ルージュ・ノワール
彼女とデート中に寄った店で食事していた時のこと。
「ちょっと面白いものを手に入れたんだ」
食事が一段落したタイミングを見て、鞄に忍ばせておいたものを取り出した。
「なにこれ? 口紅と……クレンジングオイル?」
「そう。でもちょっと変わっててね。この口紅はね、もし布や紙についたら特殊な方法じゃなきゃ絶対に落ちないんだって。

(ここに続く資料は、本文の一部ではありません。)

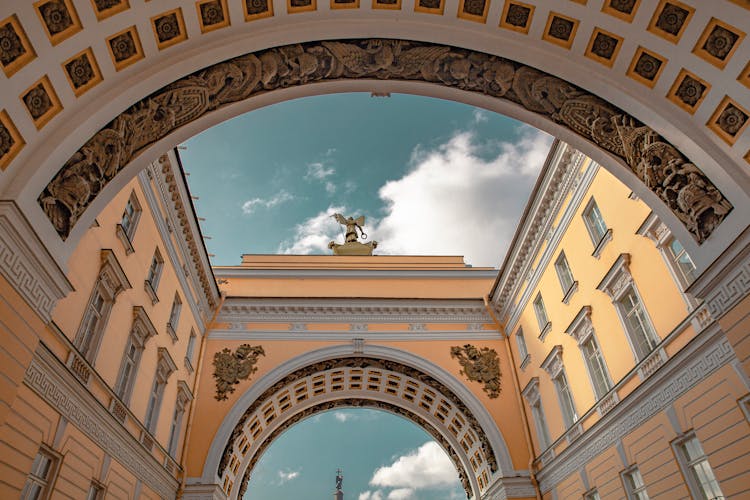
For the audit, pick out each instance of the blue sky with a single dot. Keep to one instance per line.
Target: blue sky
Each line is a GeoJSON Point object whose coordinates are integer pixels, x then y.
{"type": "Point", "coordinates": [383, 457]}
{"type": "Point", "coordinates": [431, 176]}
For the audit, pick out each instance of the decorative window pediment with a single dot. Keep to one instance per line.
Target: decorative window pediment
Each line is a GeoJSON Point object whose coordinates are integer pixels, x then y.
{"type": "Point", "coordinates": [581, 327]}
{"type": "Point", "coordinates": [552, 364]}
{"type": "Point", "coordinates": [618, 278]}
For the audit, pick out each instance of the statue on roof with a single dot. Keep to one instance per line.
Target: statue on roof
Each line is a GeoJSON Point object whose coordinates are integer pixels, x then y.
{"type": "Point", "coordinates": [352, 245]}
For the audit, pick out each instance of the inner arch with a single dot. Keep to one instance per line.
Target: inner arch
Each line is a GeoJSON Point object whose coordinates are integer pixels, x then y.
{"type": "Point", "coordinates": [667, 173]}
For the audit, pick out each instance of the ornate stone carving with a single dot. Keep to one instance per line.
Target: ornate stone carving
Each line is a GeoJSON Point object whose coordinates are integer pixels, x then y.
{"type": "Point", "coordinates": [212, 13]}
{"type": "Point", "coordinates": [167, 27]}
{"type": "Point", "coordinates": [37, 101]}
{"type": "Point", "coordinates": [11, 47]}
{"type": "Point", "coordinates": [231, 367]}
{"type": "Point", "coordinates": [604, 45]}
{"type": "Point", "coordinates": [55, 16]}
{"type": "Point", "coordinates": [80, 71]}
{"type": "Point", "coordinates": [123, 47]}
{"type": "Point", "coordinates": [358, 362]}
{"type": "Point", "coordinates": [480, 365]}
{"type": "Point", "coordinates": [690, 90]}
{"type": "Point", "coordinates": [647, 66]}
{"type": "Point", "coordinates": [518, 15]}
{"type": "Point", "coordinates": [720, 42]}
{"type": "Point", "coordinates": [561, 28]}
{"type": "Point", "coordinates": [671, 18]}
{"type": "Point", "coordinates": [666, 171]}
{"type": "Point", "coordinates": [731, 119]}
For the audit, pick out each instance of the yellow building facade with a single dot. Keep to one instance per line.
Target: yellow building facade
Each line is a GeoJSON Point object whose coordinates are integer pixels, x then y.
{"type": "Point", "coordinates": [583, 368]}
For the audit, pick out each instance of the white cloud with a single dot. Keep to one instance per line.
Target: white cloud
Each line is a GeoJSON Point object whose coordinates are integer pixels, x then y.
{"type": "Point", "coordinates": [371, 495]}
{"type": "Point", "coordinates": [456, 202]}
{"type": "Point", "coordinates": [287, 475]}
{"type": "Point", "coordinates": [319, 171]}
{"type": "Point", "coordinates": [314, 234]}
{"type": "Point", "coordinates": [426, 467]}
{"type": "Point", "coordinates": [480, 116]}
{"type": "Point", "coordinates": [401, 494]}
{"type": "Point", "coordinates": [281, 197]}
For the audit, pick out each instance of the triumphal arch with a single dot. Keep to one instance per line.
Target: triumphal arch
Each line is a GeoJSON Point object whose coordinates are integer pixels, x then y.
{"type": "Point", "coordinates": [652, 92]}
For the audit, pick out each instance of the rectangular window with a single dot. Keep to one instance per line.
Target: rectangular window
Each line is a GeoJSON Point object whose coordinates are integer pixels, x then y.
{"type": "Point", "coordinates": [681, 262]}
{"type": "Point", "coordinates": [523, 352]}
{"type": "Point", "coordinates": [634, 486]}
{"type": "Point", "coordinates": [174, 432]}
{"type": "Point", "coordinates": [128, 370]}
{"type": "Point", "coordinates": [154, 404]}
{"type": "Point", "coordinates": [563, 273]}
{"type": "Point", "coordinates": [542, 431]}
{"type": "Point", "coordinates": [541, 312]}
{"type": "Point", "coordinates": [174, 315]}
{"type": "Point", "coordinates": [595, 225]}
{"type": "Point", "coordinates": [592, 355]}
{"type": "Point", "coordinates": [694, 462]}
{"type": "Point", "coordinates": [566, 399]}
{"type": "Point", "coordinates": [43, 470]}
{"type": "Point", "coordinates": [637, 323]}
{"type": "Point", "coordinates": [154, 271]}
{"type": "Point", "coordinates": [130, 216]}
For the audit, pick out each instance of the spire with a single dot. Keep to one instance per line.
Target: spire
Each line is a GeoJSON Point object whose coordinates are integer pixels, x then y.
{"type": "Point", "coordinates": [338, 494]}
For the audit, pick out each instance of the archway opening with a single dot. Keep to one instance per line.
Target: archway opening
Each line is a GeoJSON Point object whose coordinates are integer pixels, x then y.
{"type": "Point", "coordinates": [381, 455]}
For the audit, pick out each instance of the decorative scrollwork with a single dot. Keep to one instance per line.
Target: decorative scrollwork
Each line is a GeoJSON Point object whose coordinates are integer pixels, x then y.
{"type": "Point", "coordinates": [682, 186]}
{"type": "Point", "coordinates": [230, 368]}
{"type": "Point", "coordinates": [480, 365]}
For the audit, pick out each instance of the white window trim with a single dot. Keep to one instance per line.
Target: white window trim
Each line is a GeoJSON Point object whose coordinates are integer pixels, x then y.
{"type": "Point", "coordinates": [629, 492]}
{"type": "Point", "coordinates": [533, 399]}
{"type": "Point", "coordinates": [615, 283]}
{"type": "Point", "coordinates": [695, 489]}
{"type": "Point", "coordinates": [598, 242]}
{"type": "Point", "coordinates": [581, 329]}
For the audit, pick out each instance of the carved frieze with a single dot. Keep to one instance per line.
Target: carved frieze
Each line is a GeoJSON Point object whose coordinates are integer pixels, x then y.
{"type": "Point", "coordinates": [480, 365]}
{"type": "Point", "coordinates": [232, 367]}
{"type": "Point", "coordinates": [681, 185]}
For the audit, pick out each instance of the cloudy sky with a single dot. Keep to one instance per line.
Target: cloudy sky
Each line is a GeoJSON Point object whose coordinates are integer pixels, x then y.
{"type": "Point", "coordinates": [383, 457]}
{"type": "Point", "coordinates": [431, 177]}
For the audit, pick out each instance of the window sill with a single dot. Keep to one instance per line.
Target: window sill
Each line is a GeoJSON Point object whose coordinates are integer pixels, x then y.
{"type": "Point", "coordinates": [151, 292]}
{"type": "Point", "coordinates": [525, 362]}
{"type": "Point", "coordinates": [124, 239]}
{"type": "Point", "coordinates": [602, 243]}
{"type": "Point", "coordinates": [571, 291]}
{"type": "Point", "coordinates": [545, 331]}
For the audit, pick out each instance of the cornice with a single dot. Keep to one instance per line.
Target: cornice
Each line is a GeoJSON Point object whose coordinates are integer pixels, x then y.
{"type": "Point", "coordinates": [558, 178]}
{"type": "Point", "coordinates": [354, 311]}
{"type": "Point", "coordinates": [462, 274]}
{"type": "Point", "coordinates": [52, 381]}
{"type": "Point", "coordinates": [27, 265]}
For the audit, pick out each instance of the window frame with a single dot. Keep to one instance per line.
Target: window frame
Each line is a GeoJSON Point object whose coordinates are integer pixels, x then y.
{"type": "Point", "coordinates": [47, 483]}
{"type": "Point", "coordinates": [687, 465]}
{"type": "Point", "coordinates": [632, 490]}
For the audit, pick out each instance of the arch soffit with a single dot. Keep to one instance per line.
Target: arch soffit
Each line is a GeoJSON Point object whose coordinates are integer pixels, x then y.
{"type": "Point", "coordinates": [532, 46]}
{"type": "Point", "coordinates": [234, 418]}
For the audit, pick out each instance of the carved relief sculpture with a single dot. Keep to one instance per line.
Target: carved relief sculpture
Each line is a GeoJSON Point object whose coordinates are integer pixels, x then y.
{"type": "Point", "coordinates": [480, 365]}
{"type": "Point", "coordinates": [681, 185]}
{"type": "Point", "coordinates": [231, 367]}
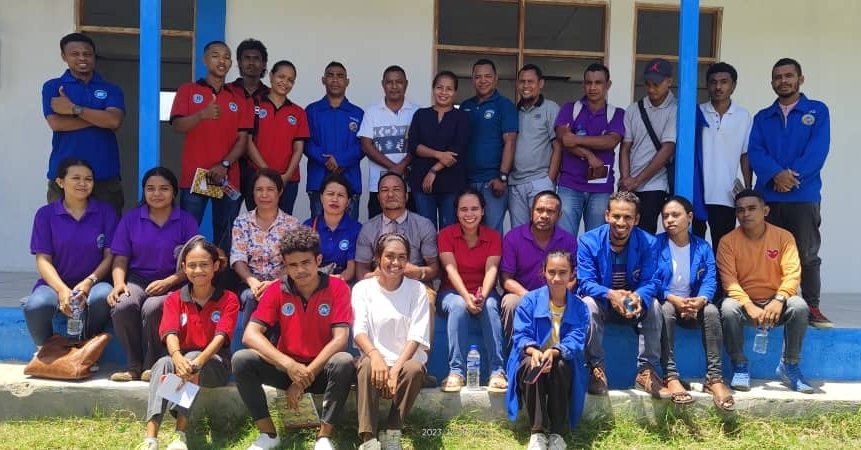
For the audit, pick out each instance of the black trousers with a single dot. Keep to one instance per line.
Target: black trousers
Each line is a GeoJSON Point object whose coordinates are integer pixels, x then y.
{"type": "Point", "coordinates": [803, 221]}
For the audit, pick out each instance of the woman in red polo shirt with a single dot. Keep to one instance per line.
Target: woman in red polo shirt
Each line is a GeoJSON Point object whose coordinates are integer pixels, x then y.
{"type": "Point", "coordinates": [470, 254]}
{"type": "Point", "coordinates": [196, 327]}
{"type": "Point", "coordinates": [280, 130]}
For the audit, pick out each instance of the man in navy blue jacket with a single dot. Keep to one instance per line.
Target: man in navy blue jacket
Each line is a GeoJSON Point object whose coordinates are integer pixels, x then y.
{"type": "Point", "coordinates": [788, 145]}
{"type": "Point", "coordinates": [615, 269]}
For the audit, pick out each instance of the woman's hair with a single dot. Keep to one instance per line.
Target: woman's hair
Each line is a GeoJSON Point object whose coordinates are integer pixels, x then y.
{"type": "Point", "coordinates": [198, 241]}
{"type": "Point", "coordinates": [385, 239]}
{"type": "Point", "coordinates": [271, 174]}
{"type": "Point", "coordinates": [66, 164]}
{"type": "Point", "coordinates": [337, 178]}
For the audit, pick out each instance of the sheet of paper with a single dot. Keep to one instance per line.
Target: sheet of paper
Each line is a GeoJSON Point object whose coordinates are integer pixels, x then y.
{"type": "Point", "coordinates": [173, 389]}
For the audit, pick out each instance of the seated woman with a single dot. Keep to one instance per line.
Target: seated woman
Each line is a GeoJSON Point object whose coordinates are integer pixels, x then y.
{"type": "Point", "coordinates": [254, 252]}
{"type": "Point", "coordinates": [196, 326]}
{"type": "Point", "coordinates": [338, 231]}
{"type": "Point", "coordinates": [686, 268]}
{"type": "Point", "coordinates": [391, 319]}
{"type": "Point", "coordinates": [71, 240]}
{"type": "Point", "coordinates": [470, 254]}
{"type": "Point", "coordinates": [551, 325]}
{"type": "Point", "coordinates": [144, 270]}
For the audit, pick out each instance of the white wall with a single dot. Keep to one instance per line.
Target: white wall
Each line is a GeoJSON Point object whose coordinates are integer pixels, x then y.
{"type": "Point", "coordinates": [30, 33]}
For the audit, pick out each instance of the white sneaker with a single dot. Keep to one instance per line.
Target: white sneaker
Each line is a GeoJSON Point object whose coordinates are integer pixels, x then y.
{"type": "Point", "coordinates": [538, 441]}
{"type": "Point", "coordinates": [556, 442]}
{"type": "Point", "coordinates": [264, 442]}
{"type": "Point", "coordinates": [393, 440]}
{"type": "Point", "coordinates": [324, 443]}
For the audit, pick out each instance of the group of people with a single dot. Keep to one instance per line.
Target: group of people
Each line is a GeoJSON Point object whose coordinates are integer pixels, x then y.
{"type": "Point", "coordinates": [441, 181]}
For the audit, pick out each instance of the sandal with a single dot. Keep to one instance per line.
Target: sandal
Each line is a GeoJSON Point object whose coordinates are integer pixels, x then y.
{"type": "Point", "coordinates": [679, 397]}
{"type": "Point", "coordinates": [724, 403]}
{"type": "Point", "coordinates": [452, 383]}
{"type": "Point", "coordinates": [498, 383]}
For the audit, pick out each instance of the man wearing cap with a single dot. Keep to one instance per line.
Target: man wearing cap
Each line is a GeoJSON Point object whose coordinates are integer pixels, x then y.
{"type": "Point", "coordinates": [644, 155]}
{"type": "Point", "coordinates": [788, 145]}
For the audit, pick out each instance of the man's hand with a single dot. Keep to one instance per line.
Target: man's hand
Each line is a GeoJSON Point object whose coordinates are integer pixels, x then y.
{"type": "Point", "coordinates": [62, 105]}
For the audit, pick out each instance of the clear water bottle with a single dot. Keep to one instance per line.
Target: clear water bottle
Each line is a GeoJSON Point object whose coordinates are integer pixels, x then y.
{"type": "Point", "coordinates": [75, 325]}
{"type": "Point", "coordinates": [760, 341]}
{"type": "Point", "coordinates": [473, 367]}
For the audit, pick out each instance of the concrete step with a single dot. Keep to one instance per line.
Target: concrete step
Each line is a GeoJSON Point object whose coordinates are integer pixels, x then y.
{"type": "Point", "coordinates": [25, 397]}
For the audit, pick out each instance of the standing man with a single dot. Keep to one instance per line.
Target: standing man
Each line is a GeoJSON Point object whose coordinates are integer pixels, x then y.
{"type": "Point", "coordinates": [84, 111]}
{"type": "Point", "coordinates": [788, 146]}
{"type": "Point", "coordinates": [383, 133]}
{"type": "Point", "coordinates": [491, 144]}
{"type": "Point", "coordinates": [314, 312]}
{"type": "Point", "coordinates": [334, 146]}
{"type": "Point", "coordinates": [537, 151]}
{"type": "Point", "coordinates": [252, 56]}
{"type": "Point", "coordinates": [648, 147]}
{"type": "Point", "coordinates": [724, 148]}
{"type": "Point", "coordinates": [759, 269]}
{"type": "Point", "coordinates": [590, 129]}
{"type": "Point", "coordinates": [216, 124]}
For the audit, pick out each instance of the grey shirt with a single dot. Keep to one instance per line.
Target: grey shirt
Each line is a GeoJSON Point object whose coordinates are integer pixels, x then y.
{"type": "Point", "coordinates": [532, 151]}
{"type": "Point", "coordinates": [419, 231]}
{"type": "Point", "coordinates": [663, 118]}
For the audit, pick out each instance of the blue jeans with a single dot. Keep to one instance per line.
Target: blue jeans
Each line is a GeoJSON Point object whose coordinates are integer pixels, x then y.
{"type": "Point", "coordinates": [433, 205]}
{"type": "Point", "coordinates": [42, 308]}
{"type": "Point", "coordinates": [495, 207]}
{"type": "Point", "coordinates": [317, 206]}
{"type": "Point", "coordinates": [590, 206]}
{"type": "Point", "coordinates": [224, 211]}
{"type": "Point", "coordinates": [454, 307]}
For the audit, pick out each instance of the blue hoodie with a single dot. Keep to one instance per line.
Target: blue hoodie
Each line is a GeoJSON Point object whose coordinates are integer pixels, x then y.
{"type": "Point", "coordinates": [533, 327]}
{"type": "Point", "coordinates": [801, 145]}
{"type": "Point", "coordinates": [703, 281]}
{"type": "Point", "coordinates": [595, 265]}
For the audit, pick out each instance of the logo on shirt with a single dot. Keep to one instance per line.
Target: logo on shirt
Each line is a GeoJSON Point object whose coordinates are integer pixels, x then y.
{"type": "Point", "coordinates": [324, 309]}
{"type": "Point", "coordinates": [288, 309]}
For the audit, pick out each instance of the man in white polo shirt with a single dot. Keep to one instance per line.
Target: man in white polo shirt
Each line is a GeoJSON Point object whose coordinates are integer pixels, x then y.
{"type": "Point", "coordinates": [724, 149]}
{"type": "Point", "coordinates": [383, 133]}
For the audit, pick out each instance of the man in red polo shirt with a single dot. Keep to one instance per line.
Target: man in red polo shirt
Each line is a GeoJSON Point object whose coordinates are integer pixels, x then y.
{"type": "Point", "coordinates": [315, 315]}
{"type": "Point", "coordinates": [216, 123]}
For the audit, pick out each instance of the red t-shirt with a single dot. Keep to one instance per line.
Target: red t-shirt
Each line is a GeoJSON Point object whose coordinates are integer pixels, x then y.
{"type": "Point", "coordinates": [276, 130]}
{"type": "Point", "coordinates": [470, 261]}
{"type": "Point", "coordinates": [197, 326]}
{"type": "Point", "coordinates": [305, 329]}
{"type": "Point", "coordinates": [210, 141]}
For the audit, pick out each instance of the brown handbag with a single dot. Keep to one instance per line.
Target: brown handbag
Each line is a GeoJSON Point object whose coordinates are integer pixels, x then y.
{"type": "Point", "coordinates": [64, 359]}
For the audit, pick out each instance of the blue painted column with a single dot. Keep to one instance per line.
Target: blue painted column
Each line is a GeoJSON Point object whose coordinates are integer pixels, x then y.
{"type": "Point", "coordinates": [688, 52]}
{"type": "Point", "coordinates": [150, 84]}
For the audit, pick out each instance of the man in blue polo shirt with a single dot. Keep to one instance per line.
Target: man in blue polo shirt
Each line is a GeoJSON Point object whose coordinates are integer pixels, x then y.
{"type": "Point", "coordinates": [491, 146]}
{"type": "Point", "coordinates": [84, 111]}
{"type": "Point", "coordinates": [334, 146]}
{"type": "Point", "coordinates": [789, 142]}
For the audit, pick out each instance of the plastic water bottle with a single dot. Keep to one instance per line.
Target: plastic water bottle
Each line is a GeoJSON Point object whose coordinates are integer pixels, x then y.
{"type": "Point", "coordinates": [75, 325]}
{"type": "Point", "coordinates": [760, 341]}
{"type": "Point", "coordinates": [473, 367]}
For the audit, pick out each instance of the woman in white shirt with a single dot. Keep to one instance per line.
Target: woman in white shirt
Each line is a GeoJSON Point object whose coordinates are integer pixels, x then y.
{"type": "Point", "coordinates": [391, 318]}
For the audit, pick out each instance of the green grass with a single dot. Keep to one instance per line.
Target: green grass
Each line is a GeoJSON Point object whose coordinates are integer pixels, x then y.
{"type": "Point", "coordinates": [122, 430]}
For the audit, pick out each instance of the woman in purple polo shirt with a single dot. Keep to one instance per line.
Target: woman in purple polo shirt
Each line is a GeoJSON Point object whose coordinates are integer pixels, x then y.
{"type": "Point", "coordinates": [70, 240]}
{"type": "Point", "coordinates": [144, 270]}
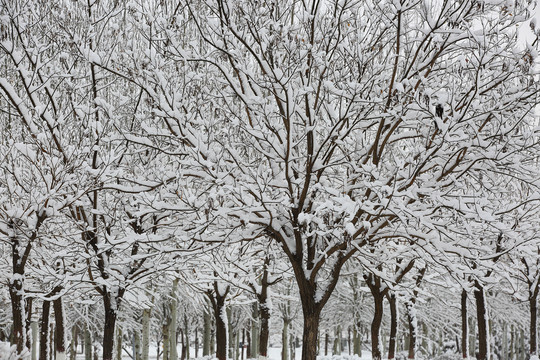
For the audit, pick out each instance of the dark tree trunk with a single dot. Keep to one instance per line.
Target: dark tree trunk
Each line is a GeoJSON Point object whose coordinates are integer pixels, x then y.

で、それを落とす特殊な方法がこのオイル」
「へー、絶対落ちないってホント?」
「ちょっとためしてみようか」
膝からナプキンを取り上げ口紅をこすり付ける。
そして彼女から借りたメイク落としを使ってみても、落ちるどころか薄まりもしないのを確認。
次にオイルを振りかけると、なんとナプキンはあっという間に溶けて消えてしまった。
「え、落ちるっていうか溶けたんだけど、なにこれ」
「そう聞いてはいたけど、本当にきれいさっぱり溶けたね」
溶けた跡とオイルを見比べていた彼女がしみじみと漏らす。
「……これ何のために作ったの?」
「うーん……マーキング用とか?」
両方とも人体には無害らしいから普通に使えると教えると、彼女はせっかくだから試してみるといって化粧室へ向かった。
そして彼女は戻って来るやいなや、えいっと勢いをつけて僕のシャツに顔を押し付けてきた。
「あ、ちょっ」
慌てて彼女を引きはがすとちょうど胸のあたりにべったりとキスマークがついていた。
「あーあ、だから落ちないって言ったのに……」
「いいじゃない。シャツの一枚くらい」
満足気な彼女にしょうがないなぁと言いつつ、周囲の白い目から逃げるように店を出た。
その後、これからどうしようかと相談しながら歩いていると、前方に見覚えのある影が見えた。
……妻だ。
やばい、こんなとこを見られたら言い逃れできない!
僕はばっちり残っている浮気の証拠を消そうと、例のクレンジングオイルをとっさに自分に振りかけた。